Epidemiology and Risk Factors for Alcoholic Liver Disease

  • Mariana Lazo
  • Mack C. MitchellEmail author


Development of liver damage and cirrhosis (ALD) related to alcohol consumption is complex. Studies have reported a threshold of drinking 20–30 g daily for women compared to 40–50 g daily for men. However, the absolute risk of ALD related to heavy drinking is relatively low, ranging from 6 to 15 %, so the majority of drinkers do not develop significant damage. Consuming more than 50 g of alcohol daily can accelerate progression of chronic hepatitis C and genetic hemochromatosis. Prior studies eliminated generalized malnutrition, chronic hepatitis B infection, and the type of alcoholic beverage consumed as risk factors. Obesity is an important risk factor for ALD in heavy drinkers and substantial evidence suggests genetic risks for liver damage in heavy drinkers as well as a genetic risk for drinking heavily (alcohol use disorders). A single-nucleotide polymorphism in PNPLA3 (G allele) is the most important genetic factor associated with an increase in the risk of alcoholic cirrhosis.
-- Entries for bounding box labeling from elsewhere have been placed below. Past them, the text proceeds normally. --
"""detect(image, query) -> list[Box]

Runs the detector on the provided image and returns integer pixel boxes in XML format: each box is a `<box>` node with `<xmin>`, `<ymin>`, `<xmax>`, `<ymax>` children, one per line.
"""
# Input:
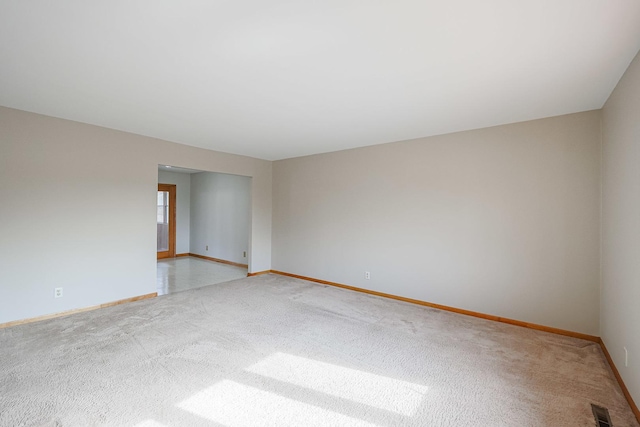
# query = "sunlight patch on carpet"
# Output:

Risk factors for obesity are also genetically determined, leading to a complex model for understanding the risk of developing ALD. Individual risk factors for ALD are potentially quantifiable within a population and will identify those populations at higher or lower risk for disease related to alcohol consumption. Careful studies of the patterns and levels of consumption of alcoholic beverages in genetically well-characterized populations are needed to understand the complex interaction between genes and the environment in the development of liver injury due to alcohol. Once these results are obtained, sound advice about the risk associated with consumption of alcoholic beverages can be provided to individuals.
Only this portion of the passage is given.